Sebbene la patologia possa interessare potenzialmente qualsiasi arteria di calibro grande o medio, la sede più comune è rappresentata dalle arterie temporali, che decorrono davanti al padiglione auricolare, proseguendo poi nella regione del cuoio capelluto.

Anatomia semplificata dell'arterite temporale

Shutterstock/Pepermpron

L’origine precisa della condizione rimane sconosciuta, ma si ritiene essere una malattia autoimmune, in cui il sistema immunitario attacca erroneamente i vasi sanguigni e in particolare le arterie temporali che irrorano la testa e il cervello.

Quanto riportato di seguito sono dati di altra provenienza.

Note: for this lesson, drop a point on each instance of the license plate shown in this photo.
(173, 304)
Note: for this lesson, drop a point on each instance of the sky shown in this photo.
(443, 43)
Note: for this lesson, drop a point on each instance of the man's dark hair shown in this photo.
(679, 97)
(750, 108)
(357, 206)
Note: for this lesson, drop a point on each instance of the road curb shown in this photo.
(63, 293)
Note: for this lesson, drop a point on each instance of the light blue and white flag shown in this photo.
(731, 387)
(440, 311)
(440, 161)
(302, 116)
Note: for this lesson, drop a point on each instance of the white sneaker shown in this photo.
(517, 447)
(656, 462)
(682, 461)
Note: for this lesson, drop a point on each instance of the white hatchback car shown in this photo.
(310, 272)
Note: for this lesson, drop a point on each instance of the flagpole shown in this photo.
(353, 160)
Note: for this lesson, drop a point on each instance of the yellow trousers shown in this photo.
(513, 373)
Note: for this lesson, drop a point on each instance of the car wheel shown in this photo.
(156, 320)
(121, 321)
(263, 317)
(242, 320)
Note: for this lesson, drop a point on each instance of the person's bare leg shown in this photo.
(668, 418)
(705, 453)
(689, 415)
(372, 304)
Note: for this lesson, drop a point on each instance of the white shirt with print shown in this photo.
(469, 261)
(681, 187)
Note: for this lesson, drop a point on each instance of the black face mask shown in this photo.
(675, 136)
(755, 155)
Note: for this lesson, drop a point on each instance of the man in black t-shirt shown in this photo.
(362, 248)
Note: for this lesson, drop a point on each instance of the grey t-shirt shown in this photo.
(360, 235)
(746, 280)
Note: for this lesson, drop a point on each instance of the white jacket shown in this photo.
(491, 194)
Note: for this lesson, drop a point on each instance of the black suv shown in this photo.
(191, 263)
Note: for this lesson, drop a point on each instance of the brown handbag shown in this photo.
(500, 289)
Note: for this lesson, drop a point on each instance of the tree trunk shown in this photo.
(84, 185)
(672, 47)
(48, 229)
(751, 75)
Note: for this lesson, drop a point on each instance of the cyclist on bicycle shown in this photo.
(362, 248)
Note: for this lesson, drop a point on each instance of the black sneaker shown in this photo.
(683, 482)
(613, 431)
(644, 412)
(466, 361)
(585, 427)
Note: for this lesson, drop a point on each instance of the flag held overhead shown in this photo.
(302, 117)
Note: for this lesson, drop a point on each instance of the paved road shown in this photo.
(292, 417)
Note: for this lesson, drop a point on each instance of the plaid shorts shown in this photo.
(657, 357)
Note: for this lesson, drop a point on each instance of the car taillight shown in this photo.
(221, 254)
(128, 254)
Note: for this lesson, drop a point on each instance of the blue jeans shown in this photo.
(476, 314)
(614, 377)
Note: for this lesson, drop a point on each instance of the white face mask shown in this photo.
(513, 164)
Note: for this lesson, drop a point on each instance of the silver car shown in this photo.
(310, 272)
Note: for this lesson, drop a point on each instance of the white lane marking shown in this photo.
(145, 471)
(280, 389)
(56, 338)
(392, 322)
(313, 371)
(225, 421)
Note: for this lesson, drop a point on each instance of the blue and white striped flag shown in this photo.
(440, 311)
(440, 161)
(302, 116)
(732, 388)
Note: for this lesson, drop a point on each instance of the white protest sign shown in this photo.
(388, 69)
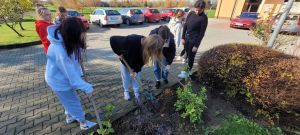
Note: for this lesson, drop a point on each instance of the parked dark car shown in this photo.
(245, 21)
(75, 13)
(132, 16)
(151, 15)
(166, 14)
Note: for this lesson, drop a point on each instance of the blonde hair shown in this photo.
(42, 10)
(152, 48)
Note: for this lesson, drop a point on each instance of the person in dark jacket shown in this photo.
(137, 51)
(169, 51)
(193, 32)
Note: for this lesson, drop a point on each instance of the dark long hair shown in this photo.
(73, 34)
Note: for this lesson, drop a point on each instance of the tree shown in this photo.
(10, 14)
(25, 6)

Si ipotizza che sia fattori genetici che ambientali (come eventuali infezioni) giochino un ruolo importante nello sviluppo della malattia.

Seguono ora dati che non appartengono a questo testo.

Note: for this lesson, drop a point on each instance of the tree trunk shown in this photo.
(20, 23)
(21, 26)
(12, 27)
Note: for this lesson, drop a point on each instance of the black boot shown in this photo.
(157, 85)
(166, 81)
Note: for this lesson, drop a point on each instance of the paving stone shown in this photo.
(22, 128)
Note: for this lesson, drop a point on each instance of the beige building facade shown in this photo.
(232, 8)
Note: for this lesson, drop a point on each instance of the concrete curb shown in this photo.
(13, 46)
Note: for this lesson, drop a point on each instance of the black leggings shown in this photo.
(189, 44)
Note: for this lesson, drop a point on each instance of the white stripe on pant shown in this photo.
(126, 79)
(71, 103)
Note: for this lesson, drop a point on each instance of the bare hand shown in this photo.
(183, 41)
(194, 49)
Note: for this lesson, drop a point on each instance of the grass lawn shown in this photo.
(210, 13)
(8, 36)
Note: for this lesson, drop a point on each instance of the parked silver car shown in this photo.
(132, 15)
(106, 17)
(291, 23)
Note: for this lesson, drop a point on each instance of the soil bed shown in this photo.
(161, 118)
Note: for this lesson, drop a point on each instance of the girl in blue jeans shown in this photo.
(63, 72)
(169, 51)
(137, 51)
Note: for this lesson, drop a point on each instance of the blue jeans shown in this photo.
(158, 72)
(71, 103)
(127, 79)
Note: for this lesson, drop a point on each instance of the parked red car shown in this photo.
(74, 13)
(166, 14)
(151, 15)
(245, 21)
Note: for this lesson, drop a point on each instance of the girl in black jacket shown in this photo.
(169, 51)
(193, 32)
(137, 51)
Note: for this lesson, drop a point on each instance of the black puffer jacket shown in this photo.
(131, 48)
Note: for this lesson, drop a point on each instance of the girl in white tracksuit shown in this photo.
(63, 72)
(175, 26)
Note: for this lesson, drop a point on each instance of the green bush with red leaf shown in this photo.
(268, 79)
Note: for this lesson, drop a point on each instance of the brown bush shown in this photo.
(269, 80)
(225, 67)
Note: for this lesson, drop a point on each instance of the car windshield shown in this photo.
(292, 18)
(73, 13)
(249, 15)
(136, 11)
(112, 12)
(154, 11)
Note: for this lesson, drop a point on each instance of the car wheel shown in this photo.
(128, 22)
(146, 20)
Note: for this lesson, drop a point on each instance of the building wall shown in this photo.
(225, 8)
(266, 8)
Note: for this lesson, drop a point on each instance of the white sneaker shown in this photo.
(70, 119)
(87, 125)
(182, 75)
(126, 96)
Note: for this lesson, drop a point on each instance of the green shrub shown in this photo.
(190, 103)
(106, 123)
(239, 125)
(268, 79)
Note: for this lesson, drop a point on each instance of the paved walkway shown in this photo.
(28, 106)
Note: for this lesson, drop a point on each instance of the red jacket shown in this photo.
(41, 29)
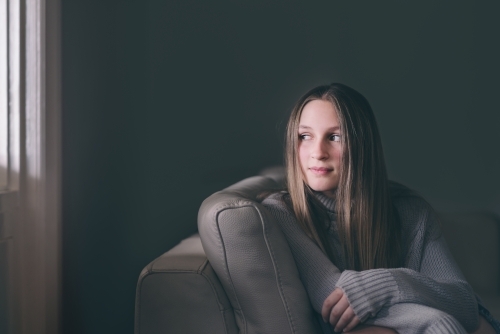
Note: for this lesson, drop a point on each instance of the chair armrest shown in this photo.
(179, 293)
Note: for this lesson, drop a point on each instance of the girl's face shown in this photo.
(320, 149)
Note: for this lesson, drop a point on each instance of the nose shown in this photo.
(319, 151)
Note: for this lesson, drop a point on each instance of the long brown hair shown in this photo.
(367, 222)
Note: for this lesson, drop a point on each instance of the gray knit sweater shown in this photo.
(428, 295)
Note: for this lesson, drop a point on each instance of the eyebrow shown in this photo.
(335, 128)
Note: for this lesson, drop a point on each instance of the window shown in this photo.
(4, 93)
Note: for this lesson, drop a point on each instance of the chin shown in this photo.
(330, 186)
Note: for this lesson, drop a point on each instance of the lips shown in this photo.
(320, 170)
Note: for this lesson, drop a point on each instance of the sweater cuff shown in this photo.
(368, 291)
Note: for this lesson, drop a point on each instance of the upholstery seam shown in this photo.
(226, 266)
(277, 271)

In quanto rara nelle persone sotto i 50 anni, si sospetta una correlazione con i processi di invecchiamento dell’organismo.

Sintomi

Le manifestazioni iniziali dell’arterite a cellule giganti possono presentarsi in modo simile a una sindrome influenzale, con astenia, inappetenza (calo dell’appetito) e febbre.

Un mal di testa anomalo e di recente insorgenza è il sintomo caratteristico che interessa quasi due pazienti su 3; viene avvertito a livello delle tempie e associato a dolore al cuoio capelluto, ma può riguardare ogni parte del capo (frontale, occipitale, unilaterale o generalizzato).

I sintomi specificamente correlati all’infiammazione delle arterie craniche comprendono invece:

  • Mal di testa, spesso severo, che colpisce entrambe le tempie. È il sintomo più comune.
  • Ipersensibilità del cuoio capelluto o della regione temporale.
  • Diplopia (visione doppia).
  • Deficit visivi transitori o prolungati (paragonabili alla sensazione di avere una tenda parzialmente calata sull’occhio).
  • Vertigini o alterazioni dell’equilibrio e della coordinazione.
  • Dolore mandibolare durante la masticazione o mentre si parla.
  • Mal di gola persistente o disfagia (difficoltà a deglutire).
  • Occasionale dolore toracico.

Dolore e rigidità al collo, alle spalle o ai fianchi sono sintomi comuni di un disturbo strettamente correlato, la polimialgia reumatica, che interessa circa un paziente su 2.

Complicazioni

L’arterite a cellule giganti è stata correlata a un incremento del rischio di aneurismi, ovvero dilatazioni e indebolimenti localizzati della parete arteriosa. Tali complicanze possono manifestarsi anche a distanza di anni dalla diagnosi iniziale ed è quindi fondamentale il follow-up del paziente anche a seguito della regressione dei sintomi.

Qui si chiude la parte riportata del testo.